Canadian tourism officials were quick to begin salivating at the prospect of the water on the American side being shut down, according to an article in the Toronto Globe and Mail.

“A plan that could see the American side of Niagara Falls go dry for a period of time to rebuild two bridges might be a boon to Canadian tourism,” the article stated.

In 1969, almost all of the trees on the dewatered riverbanks died of thirst within a month, it was reported. Local historian Paul Gromosiak, who has written many books and thousands of articles about the falls, and arguably knows more about them than any living person, called the plan a bad idea.

“I think it’s a mistake,” Gromosiak said, adding that he visited the falls almost every day during the 1969 dewatering.

“I just wanted to see the progress, and I wanted to see how tourists were reacting. Of course they were confused,” he said.

But State parks spokesman Randy Simons also called the prospect of a dry falls “a once-in-a-lifetime” event “because beyond fixing these bridges, there is no reason to dewater the falls.”

The sound of Niagara Falls’ unmistakable belligerent roar as 85,000 cubic feet (2.4m liters) of water crash down to its rocky base every second quite literally takes one’s breath away.

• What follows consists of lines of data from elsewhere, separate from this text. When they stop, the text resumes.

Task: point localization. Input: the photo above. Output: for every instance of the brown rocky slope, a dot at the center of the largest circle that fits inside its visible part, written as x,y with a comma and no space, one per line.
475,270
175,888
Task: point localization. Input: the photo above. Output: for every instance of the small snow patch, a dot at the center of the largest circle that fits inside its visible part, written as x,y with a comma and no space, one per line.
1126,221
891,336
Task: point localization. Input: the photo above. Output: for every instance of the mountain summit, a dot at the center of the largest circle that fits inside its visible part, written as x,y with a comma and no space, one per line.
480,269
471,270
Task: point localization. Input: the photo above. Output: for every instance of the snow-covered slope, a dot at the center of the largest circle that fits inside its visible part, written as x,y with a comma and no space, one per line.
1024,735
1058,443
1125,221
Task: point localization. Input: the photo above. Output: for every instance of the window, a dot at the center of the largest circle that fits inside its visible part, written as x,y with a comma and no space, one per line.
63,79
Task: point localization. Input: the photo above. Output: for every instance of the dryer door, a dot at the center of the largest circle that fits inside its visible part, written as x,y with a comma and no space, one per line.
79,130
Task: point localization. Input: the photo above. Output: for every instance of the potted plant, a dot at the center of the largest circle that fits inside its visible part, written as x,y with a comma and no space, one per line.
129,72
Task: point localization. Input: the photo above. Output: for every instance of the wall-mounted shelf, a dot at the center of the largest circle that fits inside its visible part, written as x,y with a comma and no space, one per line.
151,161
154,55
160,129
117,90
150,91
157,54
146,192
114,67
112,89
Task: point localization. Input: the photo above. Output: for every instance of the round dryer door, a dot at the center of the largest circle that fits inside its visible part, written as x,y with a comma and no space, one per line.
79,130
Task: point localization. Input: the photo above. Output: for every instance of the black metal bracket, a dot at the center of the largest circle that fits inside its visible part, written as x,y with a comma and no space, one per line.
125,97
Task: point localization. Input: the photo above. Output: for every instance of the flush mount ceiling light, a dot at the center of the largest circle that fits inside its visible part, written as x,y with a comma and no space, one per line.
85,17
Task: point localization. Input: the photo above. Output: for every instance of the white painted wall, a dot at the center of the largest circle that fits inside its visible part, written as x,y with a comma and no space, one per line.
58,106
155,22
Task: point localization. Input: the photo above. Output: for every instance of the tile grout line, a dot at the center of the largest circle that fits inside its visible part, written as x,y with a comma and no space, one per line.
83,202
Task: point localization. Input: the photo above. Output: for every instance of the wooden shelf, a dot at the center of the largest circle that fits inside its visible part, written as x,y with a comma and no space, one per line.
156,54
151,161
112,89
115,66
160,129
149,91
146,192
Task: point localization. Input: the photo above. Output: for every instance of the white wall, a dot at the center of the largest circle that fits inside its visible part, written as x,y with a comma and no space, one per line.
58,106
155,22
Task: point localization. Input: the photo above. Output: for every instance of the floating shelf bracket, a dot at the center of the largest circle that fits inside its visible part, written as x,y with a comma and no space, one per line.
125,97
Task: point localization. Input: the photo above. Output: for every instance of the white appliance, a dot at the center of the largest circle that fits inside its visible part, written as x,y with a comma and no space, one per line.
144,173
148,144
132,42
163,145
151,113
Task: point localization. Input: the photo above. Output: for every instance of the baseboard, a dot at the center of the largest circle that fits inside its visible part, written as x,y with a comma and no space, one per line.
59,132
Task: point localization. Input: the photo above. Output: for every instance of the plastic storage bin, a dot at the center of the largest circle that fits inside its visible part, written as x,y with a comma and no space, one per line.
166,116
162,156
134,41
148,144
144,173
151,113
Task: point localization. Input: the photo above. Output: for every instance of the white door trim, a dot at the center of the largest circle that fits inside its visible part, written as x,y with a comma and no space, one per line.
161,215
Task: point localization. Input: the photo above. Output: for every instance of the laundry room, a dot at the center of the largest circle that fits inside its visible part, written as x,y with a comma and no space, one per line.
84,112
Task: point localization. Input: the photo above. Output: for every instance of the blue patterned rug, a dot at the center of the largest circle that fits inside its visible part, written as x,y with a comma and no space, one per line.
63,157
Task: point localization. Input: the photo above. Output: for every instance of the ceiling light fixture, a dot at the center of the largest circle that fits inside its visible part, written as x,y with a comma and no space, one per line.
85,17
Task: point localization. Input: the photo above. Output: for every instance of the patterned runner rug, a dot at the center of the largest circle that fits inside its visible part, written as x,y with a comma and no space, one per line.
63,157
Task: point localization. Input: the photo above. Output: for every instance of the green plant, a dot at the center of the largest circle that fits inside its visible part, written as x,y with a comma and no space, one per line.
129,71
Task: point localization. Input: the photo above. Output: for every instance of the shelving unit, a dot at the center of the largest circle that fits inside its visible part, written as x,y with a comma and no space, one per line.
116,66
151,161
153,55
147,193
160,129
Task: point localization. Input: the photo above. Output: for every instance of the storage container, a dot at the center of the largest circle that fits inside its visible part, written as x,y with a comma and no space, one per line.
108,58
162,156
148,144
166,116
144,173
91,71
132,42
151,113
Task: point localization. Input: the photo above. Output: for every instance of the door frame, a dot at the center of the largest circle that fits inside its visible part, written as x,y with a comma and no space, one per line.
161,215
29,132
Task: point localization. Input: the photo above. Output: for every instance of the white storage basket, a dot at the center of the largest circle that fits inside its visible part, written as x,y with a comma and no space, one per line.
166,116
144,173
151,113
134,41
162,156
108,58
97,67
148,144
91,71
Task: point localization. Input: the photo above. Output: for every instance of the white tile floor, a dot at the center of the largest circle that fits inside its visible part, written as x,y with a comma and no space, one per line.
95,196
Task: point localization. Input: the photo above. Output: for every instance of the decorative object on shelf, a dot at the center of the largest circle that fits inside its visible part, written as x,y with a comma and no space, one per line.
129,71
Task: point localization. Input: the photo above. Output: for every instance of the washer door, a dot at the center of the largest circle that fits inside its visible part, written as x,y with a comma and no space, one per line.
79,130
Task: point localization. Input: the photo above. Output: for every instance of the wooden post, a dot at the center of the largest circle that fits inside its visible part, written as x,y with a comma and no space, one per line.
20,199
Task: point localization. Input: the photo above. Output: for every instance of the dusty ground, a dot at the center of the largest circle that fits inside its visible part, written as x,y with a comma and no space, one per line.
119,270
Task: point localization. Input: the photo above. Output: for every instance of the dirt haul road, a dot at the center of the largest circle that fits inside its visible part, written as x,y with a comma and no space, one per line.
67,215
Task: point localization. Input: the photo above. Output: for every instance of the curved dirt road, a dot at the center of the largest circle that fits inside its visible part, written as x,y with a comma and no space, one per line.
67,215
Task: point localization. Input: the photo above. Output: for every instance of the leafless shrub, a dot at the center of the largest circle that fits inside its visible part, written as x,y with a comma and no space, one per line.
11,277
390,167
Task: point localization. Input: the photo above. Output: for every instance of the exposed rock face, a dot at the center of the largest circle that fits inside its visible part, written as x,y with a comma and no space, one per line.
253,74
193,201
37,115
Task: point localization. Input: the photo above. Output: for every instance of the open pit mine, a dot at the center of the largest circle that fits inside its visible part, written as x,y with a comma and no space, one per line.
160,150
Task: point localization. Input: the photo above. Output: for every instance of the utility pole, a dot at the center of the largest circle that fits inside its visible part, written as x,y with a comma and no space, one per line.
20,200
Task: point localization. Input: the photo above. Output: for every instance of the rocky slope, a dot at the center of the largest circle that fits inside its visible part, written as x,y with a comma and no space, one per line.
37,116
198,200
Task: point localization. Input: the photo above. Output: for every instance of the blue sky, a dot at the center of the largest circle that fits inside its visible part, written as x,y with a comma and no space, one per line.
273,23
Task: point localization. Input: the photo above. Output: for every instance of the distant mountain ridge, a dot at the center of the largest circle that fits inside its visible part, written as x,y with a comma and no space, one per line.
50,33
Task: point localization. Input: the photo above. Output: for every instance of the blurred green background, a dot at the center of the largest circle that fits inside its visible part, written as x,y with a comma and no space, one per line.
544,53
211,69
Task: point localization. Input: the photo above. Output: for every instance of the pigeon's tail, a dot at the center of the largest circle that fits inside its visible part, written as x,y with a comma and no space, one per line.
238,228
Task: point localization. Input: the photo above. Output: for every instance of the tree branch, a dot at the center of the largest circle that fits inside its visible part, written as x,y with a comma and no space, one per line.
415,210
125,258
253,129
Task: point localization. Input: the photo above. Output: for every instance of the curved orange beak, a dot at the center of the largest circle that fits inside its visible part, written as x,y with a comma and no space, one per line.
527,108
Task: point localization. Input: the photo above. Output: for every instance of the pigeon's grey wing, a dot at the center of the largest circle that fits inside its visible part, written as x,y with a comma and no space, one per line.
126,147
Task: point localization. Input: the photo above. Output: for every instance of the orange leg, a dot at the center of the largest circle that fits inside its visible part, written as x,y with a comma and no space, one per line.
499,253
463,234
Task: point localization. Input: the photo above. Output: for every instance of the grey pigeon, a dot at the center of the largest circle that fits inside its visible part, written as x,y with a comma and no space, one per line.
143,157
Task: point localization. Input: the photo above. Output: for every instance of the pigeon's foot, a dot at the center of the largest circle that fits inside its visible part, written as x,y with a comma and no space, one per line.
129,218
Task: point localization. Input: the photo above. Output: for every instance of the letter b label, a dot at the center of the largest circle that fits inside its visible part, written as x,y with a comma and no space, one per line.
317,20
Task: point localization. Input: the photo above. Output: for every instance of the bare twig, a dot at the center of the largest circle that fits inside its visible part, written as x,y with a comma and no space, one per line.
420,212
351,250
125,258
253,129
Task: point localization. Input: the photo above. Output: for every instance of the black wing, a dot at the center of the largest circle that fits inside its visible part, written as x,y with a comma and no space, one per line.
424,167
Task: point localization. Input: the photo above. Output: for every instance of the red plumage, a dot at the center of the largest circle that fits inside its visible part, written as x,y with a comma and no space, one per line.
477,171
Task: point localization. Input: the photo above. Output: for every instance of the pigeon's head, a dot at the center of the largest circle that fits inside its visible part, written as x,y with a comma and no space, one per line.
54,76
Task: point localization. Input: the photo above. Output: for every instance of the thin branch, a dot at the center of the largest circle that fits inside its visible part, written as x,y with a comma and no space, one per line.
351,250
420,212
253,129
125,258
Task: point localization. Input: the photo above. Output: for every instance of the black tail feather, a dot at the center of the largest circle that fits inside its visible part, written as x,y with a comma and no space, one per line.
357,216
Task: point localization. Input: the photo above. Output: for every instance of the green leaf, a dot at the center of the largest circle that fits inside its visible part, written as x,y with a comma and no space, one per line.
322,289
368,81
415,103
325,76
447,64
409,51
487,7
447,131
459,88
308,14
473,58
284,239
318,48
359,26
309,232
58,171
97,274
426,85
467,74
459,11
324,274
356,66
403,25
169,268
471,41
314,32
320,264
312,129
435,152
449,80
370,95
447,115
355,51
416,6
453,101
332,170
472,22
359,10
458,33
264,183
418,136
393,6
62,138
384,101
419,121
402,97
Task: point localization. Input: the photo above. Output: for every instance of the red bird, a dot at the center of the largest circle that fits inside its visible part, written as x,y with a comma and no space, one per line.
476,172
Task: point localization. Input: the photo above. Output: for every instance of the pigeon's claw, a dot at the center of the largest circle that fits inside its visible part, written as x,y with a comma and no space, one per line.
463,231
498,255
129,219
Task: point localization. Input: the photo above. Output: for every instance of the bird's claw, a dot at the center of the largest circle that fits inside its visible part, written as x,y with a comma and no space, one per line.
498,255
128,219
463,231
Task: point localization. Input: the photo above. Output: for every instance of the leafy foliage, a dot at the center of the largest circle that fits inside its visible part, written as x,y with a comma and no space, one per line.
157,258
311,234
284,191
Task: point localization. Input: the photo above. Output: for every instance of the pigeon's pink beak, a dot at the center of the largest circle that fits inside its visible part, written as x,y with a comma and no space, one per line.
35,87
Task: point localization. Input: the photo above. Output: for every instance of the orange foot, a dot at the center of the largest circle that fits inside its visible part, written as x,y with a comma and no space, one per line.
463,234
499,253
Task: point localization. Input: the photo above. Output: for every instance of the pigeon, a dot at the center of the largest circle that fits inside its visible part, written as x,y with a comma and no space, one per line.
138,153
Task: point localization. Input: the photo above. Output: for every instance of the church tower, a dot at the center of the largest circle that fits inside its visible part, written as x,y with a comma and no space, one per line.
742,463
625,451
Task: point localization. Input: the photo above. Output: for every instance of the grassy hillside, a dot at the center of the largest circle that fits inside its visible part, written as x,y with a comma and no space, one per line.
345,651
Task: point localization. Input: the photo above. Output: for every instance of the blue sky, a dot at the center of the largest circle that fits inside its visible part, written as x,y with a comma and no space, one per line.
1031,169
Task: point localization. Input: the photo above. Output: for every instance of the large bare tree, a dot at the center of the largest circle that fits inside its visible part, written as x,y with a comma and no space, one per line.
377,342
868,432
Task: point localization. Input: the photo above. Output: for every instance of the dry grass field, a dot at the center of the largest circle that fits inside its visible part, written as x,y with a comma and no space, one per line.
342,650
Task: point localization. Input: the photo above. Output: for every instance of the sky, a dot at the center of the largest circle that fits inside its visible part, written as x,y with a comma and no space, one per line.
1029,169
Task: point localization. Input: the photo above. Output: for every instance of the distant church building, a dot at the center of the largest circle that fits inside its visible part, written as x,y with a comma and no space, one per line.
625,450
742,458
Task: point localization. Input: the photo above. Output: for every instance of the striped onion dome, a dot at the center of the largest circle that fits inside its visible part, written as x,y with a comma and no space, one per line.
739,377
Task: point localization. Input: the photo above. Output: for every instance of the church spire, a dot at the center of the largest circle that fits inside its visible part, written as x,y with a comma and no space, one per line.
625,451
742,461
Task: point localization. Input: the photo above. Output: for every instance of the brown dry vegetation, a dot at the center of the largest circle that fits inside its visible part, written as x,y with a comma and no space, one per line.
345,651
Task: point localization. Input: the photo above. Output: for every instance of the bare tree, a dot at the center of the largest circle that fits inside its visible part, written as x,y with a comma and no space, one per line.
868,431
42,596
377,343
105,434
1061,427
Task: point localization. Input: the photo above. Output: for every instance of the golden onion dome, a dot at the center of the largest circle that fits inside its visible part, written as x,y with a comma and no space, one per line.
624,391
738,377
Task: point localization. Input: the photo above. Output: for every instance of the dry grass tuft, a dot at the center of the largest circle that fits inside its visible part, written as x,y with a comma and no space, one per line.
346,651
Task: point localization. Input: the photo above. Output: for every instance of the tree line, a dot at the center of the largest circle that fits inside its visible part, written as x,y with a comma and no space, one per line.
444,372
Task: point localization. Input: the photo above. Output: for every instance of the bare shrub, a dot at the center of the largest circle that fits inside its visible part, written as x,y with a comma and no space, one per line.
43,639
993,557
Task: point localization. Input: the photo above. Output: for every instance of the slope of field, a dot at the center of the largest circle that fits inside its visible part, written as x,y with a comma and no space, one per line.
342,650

The image above captures perfectly the majesty and terror of the spectacular American Falls, while the photo below — taken from the same vantage point — shows the falls during the dewatering of 1969. If you were a tourist, traveling hundreds or even thousands of miles to spend money on hotels, restaurants, tours and souvenirs, which sight would you want to see? Hospitality industry representatives in 1969 said business was off by as much as 40 percent during the dewatering.